Brunetti hizo un esfuerzo para contener la irritación por haber hecho el viaje en vano y preguntó:
– ¿Es grave?
– Estaba inconsciente cuando la trajeron. Yo le puse el hombro en su sitio y le vendé las costillas, pero no poseo suficientes conocimientos de lesiones cerebrales. Le hice varias pruebas. Quería ver qué tenía, por qué no respondía. Pero estuvo aquí muy poco tiempo y no pude cerciorarme.
– Ha venido un hombre interesándose por ella -dijo Brunetti-. Nadie le ha dicho que la hubieran enviado a Venecia.
El médico se encogió de hombros rehuyendo toda responsabilidad.
– Ya le he dicho que sólo somos tres personas. Alguien hubiera tenido que avisarle.
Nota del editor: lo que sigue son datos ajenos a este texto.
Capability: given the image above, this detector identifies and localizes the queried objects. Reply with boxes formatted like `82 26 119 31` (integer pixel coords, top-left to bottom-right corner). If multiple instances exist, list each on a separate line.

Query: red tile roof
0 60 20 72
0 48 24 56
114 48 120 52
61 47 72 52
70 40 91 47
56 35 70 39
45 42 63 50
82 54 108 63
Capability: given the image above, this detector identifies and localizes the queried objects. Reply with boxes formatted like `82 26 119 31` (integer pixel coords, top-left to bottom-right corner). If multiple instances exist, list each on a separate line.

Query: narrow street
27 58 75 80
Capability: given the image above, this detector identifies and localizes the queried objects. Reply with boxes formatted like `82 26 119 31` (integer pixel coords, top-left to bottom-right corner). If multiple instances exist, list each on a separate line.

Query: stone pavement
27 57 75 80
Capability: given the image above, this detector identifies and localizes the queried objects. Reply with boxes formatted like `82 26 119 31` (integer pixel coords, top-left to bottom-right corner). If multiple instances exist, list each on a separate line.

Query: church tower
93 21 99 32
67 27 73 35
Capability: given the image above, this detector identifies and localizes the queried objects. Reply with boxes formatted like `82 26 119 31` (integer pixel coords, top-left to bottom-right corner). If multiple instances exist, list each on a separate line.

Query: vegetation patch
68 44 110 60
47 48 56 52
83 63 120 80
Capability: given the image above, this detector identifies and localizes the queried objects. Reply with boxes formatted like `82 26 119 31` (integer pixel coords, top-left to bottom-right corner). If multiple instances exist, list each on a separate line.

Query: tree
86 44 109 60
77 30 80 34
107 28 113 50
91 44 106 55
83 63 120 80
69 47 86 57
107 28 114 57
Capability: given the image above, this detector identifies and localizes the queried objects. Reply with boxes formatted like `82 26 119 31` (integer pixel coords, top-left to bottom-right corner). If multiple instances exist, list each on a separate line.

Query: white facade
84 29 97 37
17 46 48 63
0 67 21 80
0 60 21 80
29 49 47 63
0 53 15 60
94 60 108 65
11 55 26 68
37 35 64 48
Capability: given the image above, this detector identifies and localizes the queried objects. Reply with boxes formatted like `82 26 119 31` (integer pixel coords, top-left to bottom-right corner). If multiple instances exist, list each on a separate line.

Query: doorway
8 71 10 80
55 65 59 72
– Sí -convino Brunetti-; alguien hubiera tenido que avisarle. -Y después preguntó-: ¿Puede decirme algo más acerca de su estado?
– Nada más; tendrá que preguntar a los del Civile.
– ¿Dónde estará?
– Si han encontrado a un neurólogo la habrán puesto en Cuidados Intensivos. O deberían haberla puesto. -El médico movió la cabeza tristemente, ya por cansancio ya por el recuerdo de las lesiones de Maria, Brunetti no hubiera podido decirlo. De pronto, se abrió una de las puertas, empujada desde dentro y apareció una mujer joven, con una bata no menos arrugada.